Evaluation of soil moisture ensemble runs to estimate precipitation variability in convection-permitting model simulations for West Africa

Abstract

In this investigation, the impact of soil moisture on the precipitation amount and distribution in model simulations for West Africa was assessed. This included the examination of the dependence of precipitation on soil moisture, boundary layer parameters or convective conditions. For this purpose, different soil moisture fields from the rainy season of the year 2006 in West Africa were collected. These included three analysis fields, satellite measurements, and model output from the African Monsoon Multidisciplinary Analysis (AMMA) Land Surface Model Intercomparison Project. The different soil moisture fields were analyzed and compared first; large differences in the mean values, the north–south gradients, and the heterogeneity were revealed. The distributions were taken to initialize five convection-permitting model runs performed with the limited-area model COSMO (Consortium for Small-scale Modeling), forced by reanalyses from the European Centre for Medium-Range Weather Forecasts.
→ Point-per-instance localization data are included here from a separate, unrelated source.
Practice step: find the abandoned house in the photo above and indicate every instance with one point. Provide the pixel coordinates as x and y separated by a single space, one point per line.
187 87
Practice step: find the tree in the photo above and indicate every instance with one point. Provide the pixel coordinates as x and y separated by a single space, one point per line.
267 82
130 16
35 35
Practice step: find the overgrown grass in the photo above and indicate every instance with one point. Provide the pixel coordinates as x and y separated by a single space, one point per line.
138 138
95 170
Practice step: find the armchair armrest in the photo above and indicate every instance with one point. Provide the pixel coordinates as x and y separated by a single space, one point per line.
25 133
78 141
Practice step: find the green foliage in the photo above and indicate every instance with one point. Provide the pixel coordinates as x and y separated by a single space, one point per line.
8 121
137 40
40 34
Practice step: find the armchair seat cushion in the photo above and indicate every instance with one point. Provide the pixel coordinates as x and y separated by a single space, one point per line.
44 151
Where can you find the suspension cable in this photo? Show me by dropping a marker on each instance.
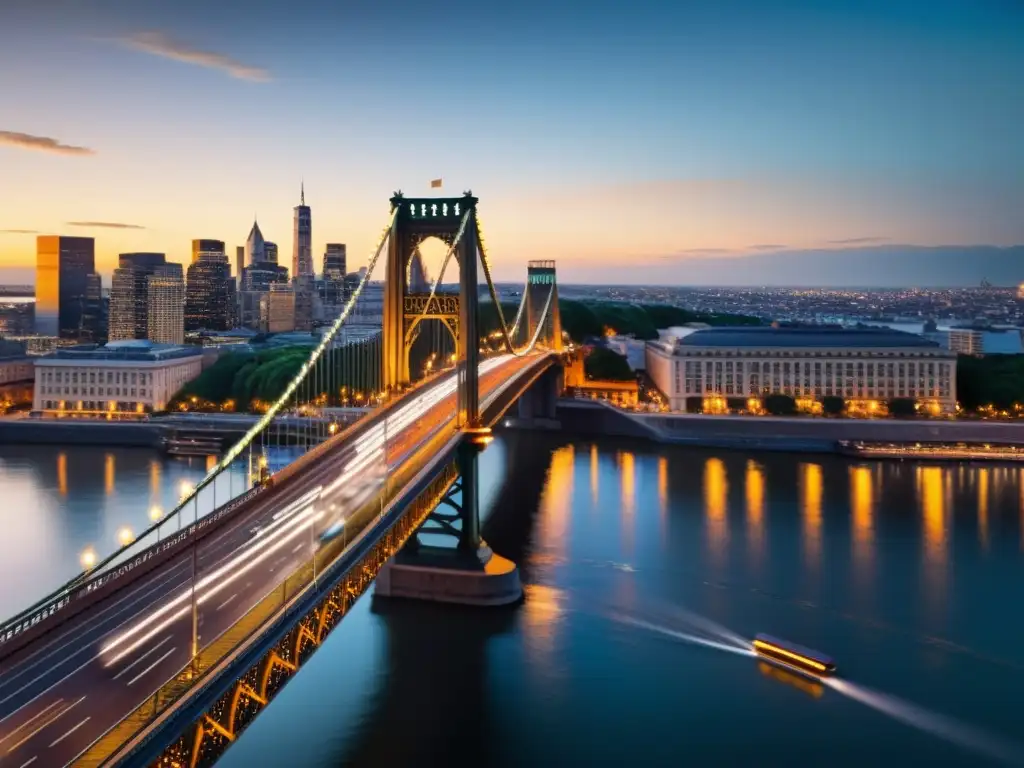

A case study of a period with intense convective activity in the Sudanian and Sahelian zone was selected for the simulations. The simulated precipitation was compared with data from two satellite-based precipitation analyses and with forecasts from two global models of lower resolution. The model spread encompassed the precipitation analyses in the southern subdomain, while the latter lay far above the model results in the northern subdomain. The different soil moisture fields also influenced the turbulent fluxes at the surface, the boundary layer state and height as well as convective instability. Standard deviation of the simulations was highest for convective available potential energy, while the impact on convective inhibition was less pronounced. Only a weak negative relation of precipitation to soil moisture or conditional instability could be discerned. In this case, dry soil favored a higher boundary layer with better developed convective cells contributing to larger precipitation sums. The spread between the five precipitation forecasts suggests that a high-resolution limited-area ensemble, built by applying atmospheric variations as well as variations of the initial land surface conditions, will be a proper method to improve the prediction of mesoscale convective systems and convective precipitation for West Africa.